Legendary investigative journalist Duncan Campbell describes his life of being kidnapped by the London Metropolitan Police's Special Branch, being surveiled and harassed by UK spies and ministers, and reveals the identity of the whistleblower who leaked the details of ECHELON to him.
Campbell's article is accompanied by never-released Snowden docs that demonstrate the full scope of ECHELON surveillance, and traces the lineage of journalists and whistleblowers who took huge personal risks to reveal corruption, criminal wrongdoing, and secrecy among spies and their masters in government.
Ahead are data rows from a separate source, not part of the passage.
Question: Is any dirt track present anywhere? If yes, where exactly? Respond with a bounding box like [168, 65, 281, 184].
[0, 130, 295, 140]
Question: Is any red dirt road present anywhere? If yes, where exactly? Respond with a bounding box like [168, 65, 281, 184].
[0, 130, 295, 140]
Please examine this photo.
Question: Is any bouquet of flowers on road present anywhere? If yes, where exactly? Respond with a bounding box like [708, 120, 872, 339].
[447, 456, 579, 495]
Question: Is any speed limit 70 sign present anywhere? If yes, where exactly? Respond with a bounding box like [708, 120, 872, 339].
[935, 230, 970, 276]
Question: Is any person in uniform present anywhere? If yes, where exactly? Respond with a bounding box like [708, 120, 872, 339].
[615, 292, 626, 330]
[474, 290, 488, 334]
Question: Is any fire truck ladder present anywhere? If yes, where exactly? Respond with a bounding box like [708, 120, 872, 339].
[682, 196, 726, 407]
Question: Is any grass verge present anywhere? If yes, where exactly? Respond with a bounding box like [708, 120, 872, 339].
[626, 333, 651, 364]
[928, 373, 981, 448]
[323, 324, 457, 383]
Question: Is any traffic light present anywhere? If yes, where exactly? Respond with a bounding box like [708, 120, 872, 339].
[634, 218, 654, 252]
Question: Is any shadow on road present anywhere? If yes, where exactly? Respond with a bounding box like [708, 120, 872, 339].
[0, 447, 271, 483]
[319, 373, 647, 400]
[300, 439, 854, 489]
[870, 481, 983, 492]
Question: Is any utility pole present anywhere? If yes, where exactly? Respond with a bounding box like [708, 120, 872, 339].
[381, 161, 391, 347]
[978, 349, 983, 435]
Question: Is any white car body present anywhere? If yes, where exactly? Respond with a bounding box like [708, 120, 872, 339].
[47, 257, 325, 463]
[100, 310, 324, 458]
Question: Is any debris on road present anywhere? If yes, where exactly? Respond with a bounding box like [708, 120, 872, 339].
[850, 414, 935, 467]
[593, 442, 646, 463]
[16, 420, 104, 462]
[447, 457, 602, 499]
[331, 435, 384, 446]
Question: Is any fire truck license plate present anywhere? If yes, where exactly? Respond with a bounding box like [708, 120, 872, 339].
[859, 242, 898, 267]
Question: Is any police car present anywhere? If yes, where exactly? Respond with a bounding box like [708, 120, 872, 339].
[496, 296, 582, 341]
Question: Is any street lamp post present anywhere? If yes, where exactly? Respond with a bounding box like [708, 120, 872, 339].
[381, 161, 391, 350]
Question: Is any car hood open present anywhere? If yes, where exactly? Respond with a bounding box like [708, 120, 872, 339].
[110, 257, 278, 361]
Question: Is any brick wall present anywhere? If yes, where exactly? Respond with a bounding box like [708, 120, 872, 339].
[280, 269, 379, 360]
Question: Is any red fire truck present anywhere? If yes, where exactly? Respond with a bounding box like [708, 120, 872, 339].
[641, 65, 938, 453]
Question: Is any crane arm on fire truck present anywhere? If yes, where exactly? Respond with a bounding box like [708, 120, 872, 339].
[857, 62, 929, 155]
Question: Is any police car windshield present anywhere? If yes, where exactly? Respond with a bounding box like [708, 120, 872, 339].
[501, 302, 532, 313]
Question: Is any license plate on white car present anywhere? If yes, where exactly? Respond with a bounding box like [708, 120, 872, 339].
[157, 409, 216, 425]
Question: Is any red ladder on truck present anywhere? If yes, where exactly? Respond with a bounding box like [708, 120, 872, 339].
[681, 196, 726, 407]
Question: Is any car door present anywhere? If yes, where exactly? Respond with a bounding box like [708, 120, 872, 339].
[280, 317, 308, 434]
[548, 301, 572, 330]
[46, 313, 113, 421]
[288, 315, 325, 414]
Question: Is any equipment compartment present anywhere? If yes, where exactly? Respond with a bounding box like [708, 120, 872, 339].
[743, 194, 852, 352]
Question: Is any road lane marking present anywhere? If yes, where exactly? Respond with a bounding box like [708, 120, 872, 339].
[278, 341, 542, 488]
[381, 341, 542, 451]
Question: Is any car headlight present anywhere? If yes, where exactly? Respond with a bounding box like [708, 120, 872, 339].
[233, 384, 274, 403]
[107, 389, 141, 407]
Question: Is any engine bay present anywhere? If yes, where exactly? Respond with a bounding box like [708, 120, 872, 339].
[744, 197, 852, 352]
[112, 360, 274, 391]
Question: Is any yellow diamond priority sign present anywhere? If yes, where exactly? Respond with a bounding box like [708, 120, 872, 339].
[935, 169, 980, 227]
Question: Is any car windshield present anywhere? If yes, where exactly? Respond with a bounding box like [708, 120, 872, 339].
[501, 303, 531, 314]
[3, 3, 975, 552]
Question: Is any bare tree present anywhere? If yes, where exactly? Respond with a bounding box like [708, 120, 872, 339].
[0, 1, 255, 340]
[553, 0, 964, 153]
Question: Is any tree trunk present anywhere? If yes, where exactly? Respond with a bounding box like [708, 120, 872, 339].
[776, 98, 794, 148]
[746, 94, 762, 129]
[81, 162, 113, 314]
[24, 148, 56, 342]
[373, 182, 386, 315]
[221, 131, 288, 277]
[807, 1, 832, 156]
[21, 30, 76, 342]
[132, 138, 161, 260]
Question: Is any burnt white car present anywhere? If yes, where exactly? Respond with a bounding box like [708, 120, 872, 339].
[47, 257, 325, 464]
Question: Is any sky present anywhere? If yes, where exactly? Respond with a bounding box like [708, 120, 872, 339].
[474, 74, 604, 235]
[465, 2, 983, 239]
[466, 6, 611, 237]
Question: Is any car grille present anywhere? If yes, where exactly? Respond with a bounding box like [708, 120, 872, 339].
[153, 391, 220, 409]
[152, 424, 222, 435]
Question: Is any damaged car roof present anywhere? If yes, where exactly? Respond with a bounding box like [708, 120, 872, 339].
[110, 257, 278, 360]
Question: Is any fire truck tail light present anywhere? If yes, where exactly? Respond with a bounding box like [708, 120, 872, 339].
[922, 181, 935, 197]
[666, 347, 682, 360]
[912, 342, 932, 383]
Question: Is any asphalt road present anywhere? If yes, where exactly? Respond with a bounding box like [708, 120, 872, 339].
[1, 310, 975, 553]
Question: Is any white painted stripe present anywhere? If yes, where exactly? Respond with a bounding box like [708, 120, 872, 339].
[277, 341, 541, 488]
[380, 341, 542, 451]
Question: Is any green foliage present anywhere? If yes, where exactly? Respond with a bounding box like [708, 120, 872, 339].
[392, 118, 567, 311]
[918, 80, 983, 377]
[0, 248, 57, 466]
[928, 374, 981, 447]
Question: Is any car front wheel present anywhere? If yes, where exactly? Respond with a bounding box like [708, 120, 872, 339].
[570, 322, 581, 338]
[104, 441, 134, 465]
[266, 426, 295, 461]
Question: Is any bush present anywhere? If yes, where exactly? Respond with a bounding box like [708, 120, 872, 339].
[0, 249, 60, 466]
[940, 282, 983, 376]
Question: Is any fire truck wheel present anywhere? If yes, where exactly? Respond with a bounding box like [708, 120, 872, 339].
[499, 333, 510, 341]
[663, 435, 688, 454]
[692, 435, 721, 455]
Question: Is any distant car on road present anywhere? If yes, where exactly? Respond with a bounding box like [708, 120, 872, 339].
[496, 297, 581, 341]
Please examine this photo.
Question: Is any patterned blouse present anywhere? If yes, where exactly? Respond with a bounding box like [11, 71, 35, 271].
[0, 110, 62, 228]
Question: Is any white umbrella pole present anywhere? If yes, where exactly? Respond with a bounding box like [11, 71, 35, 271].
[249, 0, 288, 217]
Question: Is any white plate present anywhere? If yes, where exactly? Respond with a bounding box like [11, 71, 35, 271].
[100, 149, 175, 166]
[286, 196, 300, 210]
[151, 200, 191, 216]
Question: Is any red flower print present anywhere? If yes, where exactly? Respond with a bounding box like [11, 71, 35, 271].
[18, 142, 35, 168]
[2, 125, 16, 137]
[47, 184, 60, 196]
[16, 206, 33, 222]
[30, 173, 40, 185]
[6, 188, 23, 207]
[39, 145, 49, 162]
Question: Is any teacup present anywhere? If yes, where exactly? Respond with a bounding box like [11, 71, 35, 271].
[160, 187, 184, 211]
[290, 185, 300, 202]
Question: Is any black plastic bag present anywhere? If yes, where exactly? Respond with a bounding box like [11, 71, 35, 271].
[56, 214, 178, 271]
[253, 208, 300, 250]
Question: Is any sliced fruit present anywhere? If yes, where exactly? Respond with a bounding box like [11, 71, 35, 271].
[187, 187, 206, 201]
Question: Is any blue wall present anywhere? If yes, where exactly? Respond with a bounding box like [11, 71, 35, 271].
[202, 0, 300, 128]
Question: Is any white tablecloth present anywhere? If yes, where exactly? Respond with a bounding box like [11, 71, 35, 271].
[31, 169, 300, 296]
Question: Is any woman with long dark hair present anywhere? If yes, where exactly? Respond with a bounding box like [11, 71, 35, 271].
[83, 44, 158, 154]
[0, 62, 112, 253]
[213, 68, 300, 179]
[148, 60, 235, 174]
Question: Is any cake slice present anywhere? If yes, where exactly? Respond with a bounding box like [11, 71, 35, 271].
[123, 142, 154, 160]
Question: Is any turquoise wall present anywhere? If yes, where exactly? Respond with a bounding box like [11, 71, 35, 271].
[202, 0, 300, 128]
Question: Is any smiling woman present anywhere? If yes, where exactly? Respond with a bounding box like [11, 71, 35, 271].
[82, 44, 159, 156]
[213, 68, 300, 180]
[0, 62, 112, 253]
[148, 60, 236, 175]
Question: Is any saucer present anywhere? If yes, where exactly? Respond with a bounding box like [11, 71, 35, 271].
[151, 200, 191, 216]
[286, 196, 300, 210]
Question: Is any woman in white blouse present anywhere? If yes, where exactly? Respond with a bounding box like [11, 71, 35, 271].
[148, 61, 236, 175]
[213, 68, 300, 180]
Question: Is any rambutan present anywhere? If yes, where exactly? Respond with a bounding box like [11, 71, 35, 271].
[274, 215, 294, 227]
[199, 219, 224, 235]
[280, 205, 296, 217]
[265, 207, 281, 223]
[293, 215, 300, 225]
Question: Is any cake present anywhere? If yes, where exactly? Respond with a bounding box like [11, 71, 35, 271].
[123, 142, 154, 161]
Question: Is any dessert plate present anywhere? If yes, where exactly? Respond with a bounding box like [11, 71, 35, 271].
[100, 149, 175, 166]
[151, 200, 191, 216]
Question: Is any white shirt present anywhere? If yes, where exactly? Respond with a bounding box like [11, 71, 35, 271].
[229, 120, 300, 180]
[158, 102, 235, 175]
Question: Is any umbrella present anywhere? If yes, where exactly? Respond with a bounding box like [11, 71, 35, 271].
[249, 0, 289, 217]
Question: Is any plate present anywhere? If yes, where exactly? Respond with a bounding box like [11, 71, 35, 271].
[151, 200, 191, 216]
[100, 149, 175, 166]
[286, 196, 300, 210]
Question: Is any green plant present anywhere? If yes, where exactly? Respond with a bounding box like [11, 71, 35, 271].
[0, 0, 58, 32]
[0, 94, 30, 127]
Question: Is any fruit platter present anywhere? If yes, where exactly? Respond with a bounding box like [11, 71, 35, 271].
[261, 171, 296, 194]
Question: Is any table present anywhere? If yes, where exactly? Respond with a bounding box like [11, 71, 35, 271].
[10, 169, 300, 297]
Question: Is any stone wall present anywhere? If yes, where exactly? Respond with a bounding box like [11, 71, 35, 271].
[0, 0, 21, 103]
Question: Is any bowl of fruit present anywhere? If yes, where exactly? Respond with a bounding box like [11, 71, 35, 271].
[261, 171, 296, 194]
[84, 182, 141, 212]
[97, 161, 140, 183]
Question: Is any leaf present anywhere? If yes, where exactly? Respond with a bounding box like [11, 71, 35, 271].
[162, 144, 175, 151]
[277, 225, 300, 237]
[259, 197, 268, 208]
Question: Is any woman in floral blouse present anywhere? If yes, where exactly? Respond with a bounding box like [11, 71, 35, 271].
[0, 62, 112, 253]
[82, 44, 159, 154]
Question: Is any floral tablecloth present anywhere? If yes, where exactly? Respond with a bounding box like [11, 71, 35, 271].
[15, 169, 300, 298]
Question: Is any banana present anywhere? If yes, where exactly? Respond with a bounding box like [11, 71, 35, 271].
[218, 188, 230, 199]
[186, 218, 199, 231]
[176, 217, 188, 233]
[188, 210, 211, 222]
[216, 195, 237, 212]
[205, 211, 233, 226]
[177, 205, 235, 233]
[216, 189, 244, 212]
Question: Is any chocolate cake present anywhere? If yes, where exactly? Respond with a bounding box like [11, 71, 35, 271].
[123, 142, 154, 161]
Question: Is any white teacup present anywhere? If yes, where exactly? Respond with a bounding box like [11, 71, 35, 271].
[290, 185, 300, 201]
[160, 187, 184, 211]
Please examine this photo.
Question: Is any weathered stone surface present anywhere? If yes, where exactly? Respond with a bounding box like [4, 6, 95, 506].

He also reveals, for the first time, the identity of the whistleblower who revealed the existence of the Menwith Hill mass wiretapping program: "Oliver G. Selfridge, a founder of the field of artificial intelligence and a member of NSA’s Scientific Advisory Board until 1993." Selfridge died in 2008.
As our trial started, witness after witness from security sites tried to claim that openly published information was in fact secret. In a typical interchange, one Sigint unit chief was shown a road sign outside his base:
Q: Is that the name of your unit?
A: I cannot answer that question, that is a secret.
Q: Is that the board which passers-by on the main road see outside your unit’s base?
A: Yes.
Q: Read it out to the jury, please.
A: I cannot do that. It is a secret.
Official panic set in. The foreign secretary who GCHQ had bullied into having us accused of spying wrote that “almost any accommodation is to be preferred” to allowing our trial to continue. A Ministry of Defense report in September 1978, now released, disclosed that the “prosecuting counsel has come to the view that there have been so many published references to the information Campbell has acquired and the conclusions he has drawn from it that the chances of success with [the collection charge] are not good.”
My lawyer overheard the exasperated prosecutor saying that he would allow the government to continue with the espionage charge against me “over [his] dead body.” The judge, a no-nonsense Welsh lawyer, was also fed up with the secrecy pantomime. He demanded the government scrap the espionage charges. They did.